Ar < Cl^- < Ca^2+ < K^+
I thought in an isoelectronic series (which this is since all atoms/ions have 18 electrons) that Cl^- would be larger than Ar because you are adding an extra electron to make the -1 ion, the electrons repel each other, and that makes the size larger. On that basis then, Ar, the next element after Cl will be slightly smaller because there is an extra + charge in the nucleus (18 vs 17) and that pulls the outside electrons in a little more. So far so good. That makes sense and is true. Ar is slightly smaller than Cl^-. Then my reasoning goes that the K^+ should be slightly smaller than Ar because the same number of electrons are there and there is one more proton in the nucleus. That should pull the electrons in more and the trend to Ca^2+ should continue BUT that doesn't fit the data.

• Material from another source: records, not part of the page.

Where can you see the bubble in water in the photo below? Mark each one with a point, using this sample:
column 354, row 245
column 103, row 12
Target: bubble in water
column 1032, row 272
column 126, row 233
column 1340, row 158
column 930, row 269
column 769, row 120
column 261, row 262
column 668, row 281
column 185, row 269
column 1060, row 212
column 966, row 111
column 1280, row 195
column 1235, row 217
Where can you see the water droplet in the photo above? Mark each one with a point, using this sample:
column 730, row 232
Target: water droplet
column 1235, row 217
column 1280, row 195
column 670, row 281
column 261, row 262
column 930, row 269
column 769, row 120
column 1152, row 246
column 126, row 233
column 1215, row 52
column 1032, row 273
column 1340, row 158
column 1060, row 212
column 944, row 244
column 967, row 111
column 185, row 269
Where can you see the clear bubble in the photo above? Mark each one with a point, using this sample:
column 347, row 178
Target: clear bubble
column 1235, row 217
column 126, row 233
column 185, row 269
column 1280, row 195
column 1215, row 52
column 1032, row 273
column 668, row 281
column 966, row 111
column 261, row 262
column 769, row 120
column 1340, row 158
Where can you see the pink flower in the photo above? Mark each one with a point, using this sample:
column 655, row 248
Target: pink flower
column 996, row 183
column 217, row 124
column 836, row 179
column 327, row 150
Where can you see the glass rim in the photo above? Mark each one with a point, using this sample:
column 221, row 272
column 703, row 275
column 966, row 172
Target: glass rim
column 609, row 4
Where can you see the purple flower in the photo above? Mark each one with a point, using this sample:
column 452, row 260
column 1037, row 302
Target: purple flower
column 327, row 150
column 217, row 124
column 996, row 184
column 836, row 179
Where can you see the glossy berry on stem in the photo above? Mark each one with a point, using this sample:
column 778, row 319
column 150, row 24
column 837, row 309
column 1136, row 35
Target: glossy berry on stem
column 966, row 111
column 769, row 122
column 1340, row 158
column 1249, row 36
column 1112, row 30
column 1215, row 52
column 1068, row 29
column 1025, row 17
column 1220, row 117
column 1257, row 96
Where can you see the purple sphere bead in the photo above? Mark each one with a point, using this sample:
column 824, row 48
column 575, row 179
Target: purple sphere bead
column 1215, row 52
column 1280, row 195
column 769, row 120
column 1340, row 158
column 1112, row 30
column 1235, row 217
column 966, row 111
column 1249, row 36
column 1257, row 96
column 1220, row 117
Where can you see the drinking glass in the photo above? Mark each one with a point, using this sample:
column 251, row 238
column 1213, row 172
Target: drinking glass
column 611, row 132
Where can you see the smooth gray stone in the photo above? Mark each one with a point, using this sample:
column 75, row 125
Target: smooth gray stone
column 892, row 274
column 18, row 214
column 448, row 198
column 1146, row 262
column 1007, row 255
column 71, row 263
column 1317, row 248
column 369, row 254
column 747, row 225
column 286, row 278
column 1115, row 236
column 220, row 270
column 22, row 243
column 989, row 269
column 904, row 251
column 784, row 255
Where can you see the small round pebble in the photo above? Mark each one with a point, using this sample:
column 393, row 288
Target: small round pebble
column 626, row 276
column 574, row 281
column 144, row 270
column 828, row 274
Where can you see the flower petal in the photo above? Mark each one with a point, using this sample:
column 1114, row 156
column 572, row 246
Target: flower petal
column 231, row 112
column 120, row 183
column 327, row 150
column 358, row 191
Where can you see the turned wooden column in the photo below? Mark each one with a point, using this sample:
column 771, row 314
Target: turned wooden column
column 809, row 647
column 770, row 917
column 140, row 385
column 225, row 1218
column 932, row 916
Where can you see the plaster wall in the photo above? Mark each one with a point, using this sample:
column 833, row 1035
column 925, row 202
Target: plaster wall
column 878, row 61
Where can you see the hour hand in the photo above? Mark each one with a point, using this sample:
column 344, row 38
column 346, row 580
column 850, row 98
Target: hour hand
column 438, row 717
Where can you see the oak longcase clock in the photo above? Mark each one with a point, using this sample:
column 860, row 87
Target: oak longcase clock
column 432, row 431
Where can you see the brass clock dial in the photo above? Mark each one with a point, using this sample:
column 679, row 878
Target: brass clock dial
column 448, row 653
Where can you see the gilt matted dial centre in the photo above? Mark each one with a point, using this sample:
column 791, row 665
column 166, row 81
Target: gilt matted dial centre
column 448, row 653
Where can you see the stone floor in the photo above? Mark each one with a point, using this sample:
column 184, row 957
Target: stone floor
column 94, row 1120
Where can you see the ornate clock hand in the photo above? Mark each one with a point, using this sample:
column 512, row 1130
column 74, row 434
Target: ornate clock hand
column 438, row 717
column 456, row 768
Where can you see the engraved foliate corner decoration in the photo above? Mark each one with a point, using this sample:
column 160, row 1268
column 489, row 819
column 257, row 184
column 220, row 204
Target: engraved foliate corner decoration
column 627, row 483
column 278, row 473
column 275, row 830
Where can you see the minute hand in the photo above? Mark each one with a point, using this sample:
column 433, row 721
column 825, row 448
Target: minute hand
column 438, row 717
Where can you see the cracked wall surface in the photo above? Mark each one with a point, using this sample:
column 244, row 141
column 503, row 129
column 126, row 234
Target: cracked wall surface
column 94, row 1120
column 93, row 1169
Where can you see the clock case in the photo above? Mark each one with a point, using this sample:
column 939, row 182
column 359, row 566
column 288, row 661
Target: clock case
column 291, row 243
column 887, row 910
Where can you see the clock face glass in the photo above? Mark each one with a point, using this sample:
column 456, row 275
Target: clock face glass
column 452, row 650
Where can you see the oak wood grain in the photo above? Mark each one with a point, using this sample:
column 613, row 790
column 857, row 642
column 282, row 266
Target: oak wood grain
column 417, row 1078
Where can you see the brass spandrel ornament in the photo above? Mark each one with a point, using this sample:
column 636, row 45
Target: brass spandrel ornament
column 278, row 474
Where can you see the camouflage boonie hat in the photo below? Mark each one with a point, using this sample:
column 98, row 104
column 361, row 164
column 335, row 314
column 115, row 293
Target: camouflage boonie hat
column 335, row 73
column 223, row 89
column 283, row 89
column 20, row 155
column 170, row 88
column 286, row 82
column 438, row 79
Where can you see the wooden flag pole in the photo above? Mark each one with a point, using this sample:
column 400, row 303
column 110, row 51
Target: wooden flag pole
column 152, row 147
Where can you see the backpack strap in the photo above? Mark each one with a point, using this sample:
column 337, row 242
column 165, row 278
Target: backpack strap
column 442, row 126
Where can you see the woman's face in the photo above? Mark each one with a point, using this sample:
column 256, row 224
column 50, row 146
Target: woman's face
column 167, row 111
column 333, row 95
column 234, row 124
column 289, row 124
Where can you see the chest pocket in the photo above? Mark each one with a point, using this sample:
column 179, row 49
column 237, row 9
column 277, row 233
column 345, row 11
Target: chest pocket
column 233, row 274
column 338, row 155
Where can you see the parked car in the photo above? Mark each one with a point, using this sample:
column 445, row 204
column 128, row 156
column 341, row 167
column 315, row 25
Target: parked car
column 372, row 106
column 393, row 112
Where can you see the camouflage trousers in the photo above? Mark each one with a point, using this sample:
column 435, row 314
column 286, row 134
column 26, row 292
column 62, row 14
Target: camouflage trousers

That is the trend for O^2-, F^-, Ne, Na^+, Mg^2+. I don't know why it isn't the trend in your series.
Here is a site showing the trend in decreasing size for an isoelectronic group. Scroll down part way to see the diagram. http://chemwiki.ucdavis.edu/Inorganic_Chemistry/Descriptive_Chemistry/Periodic_Trends_of_Elemental_Properties/Periodic_Trends_in_Ionic_Radii
Here is the site where I picked up the atom/ion sizes. Scroll to almost the bottom of the page.
http://www.angelo.edu/faculty/kboudrea/periodic/trends_atomicradius.htm
Define isoelectronic series. Put the K+, Ca2+, Cl-, and Ar ions and atoms in order of increasing size and explain the trends.
Count the number of electrons for each atom
Then, explain the (column) size trend for Mg2+ versus Ca2+ ions
Is the order cl k ca Ar? How would you count electrons? What would the size trend be?